Meu crochê não vai ficar idêntico ao do Pinterest, tampouco o look que montei às 7h de uma segunda-feira. O meu portfólio não vai sair igual aos de 23829 UX Designers que salvei nos meus favoritos. Mas essas coisas (e muitas outras) serão feitas por mim do jeito que dá, com as coisas que eu sei e tenho aqui guardadas. Existe um mundo só meu, bem particular e íntimo, que ganha muito quando eu presto mais atenção nele do que em outros mundos.
Para assistir/ ouvir:
Procrastination - Podcast Anything goes with Emma Chamberlain (não é exatamente sobre o tema, mas acho que, consumir um monte de referências invés de dar o primeiro passo, acaba por ser uma forma de procrastinação.
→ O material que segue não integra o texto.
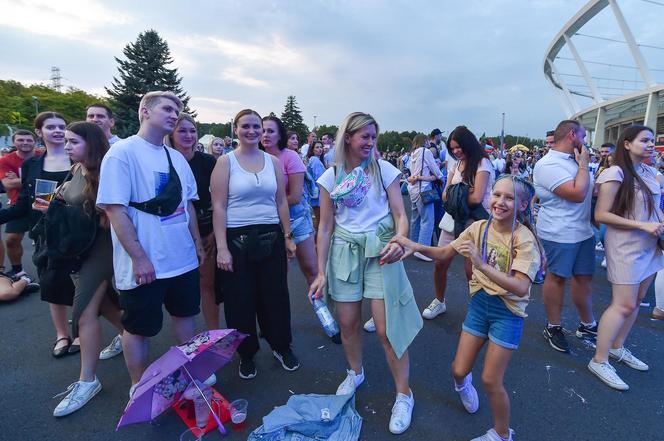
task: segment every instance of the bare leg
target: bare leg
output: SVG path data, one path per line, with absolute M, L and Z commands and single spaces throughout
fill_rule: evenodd
M 374 318 L 374 323 L 376 324 L 376 335 L 383 345 L 385 358 L 387 359 L 387 364 L 390 367 L 390 372 L 392 372 L 392 378 L 394 379 L 397 393 L 410 396 L 410 386 L 408 385 L 408 378 L 410 373 L 408 351 L 404 352 L 401 358 L 397 358 L 397 354 L 394 353 L 394 349 L 392 349 L 392 345 L 387 339 L 385 327 L 385 301 L 372 299 L 371 313 Z
M 79 378 L 81 381 L 93 381 L 97 372 L 101 340 L 98 313 L 107 287 L 108 282 L 106 281 L 99 285 L 78 321 L 78 335 L 81 340 L 81 376 Z
M 69 337 L 69 330 L 67 329 L 67 306 L 49 303 L 48 307 L 51 311 L 51 320 L 53 320 L 53 326 L 55 326 L 55 338 L 60 339 Z M 65 346 L 67 346 L 67 342 L 62 340 L 58 342 L 58 345 L 54 349 L 63 348 Z
M 552 325 L 560 325 L 562 322 L 564 296 L 565 279 L 547 272 L 542 285 L 542 299 L 546 318 Z
M 311 285 L 318 275 L 318 257 L 316 256 L 316 244 L 313 234 L 297 244 L 295 255 L 300 264 L 300 270 L 307 279 L 307 285 Z
M 595 320 L 590 286 L 592 280 L 593 276 L 572 277 L 572 301 L 583 323 L 592 323 Z
M 489 341 L 484 357 L 482 383 L 489 395 L 491 412 L 493 413 L 494 430 L 503 438 L 509 438 L 510 429 L 510 398 L 503 385 L 505 370 L 514 351 Z
M 337 319 L 346 360 L 355 373 L 362 372 L 362 302 L 337 302 Z
M 464 378 L 473 370 L 477 354 L 485 342 L 483 338 L 461 331 L 457 353 L 452 362 L 452 376 L 456 384 L 462 384 Z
E eu adoro esse episódio!)
como pode, mulher? vc "acerta" o assunto com frequência haha
esse trecho tá especial:
"Eu preciso acreditar mais no que sei - porque isso costuma ser suficiente. E silenciar a quantidade absurda de referências e estímulos de fora para conseguir focar no que posso e consigo fazer.
Não é sobre deixar de acompanhar a maravilhosa capacidade de outras pessoas de produzirem coisas incríveis, mas repetir a mim mesma que já tenho tudo o que preciso para começar e dar continuidade as coisas."
"é sobre" reconhecer a nossa sapiência, certo? achei bom demais refletir sobre isso com o seu texto! <3
meu Deus, isto é algo que tem andado tanto na minha cabeça, mas que ainda não tinha conseguido materializar em palavras ou ideias; também me perco TANTO nas inspirações, acho que comecei essas recoleções na adolescência no tumblr, mas agora é muito mais intenso.
recolho nomes de filmes, livros, séries, ideias de hobbies, de roupas, de decoração, de estilos de vida, de hábitos, até de características, e no fim acabo por passar horas a fazê-lo sem integrar em mim nada de concreto. já nem sei há quanto tempo não vejo um filme do início ao fim (no tumblr ainda ia apontando nomes e vendo). os livros acumulam-se na estante e no kindle. nem te digo quantas capturas de ecrã tenho no telemóvel de coisas, sítios, livros, que achei interessantes e pensei "depois vejo". no fim o hobbie acaba por ser aquelas horas infinitas a recolher referências e nada mais.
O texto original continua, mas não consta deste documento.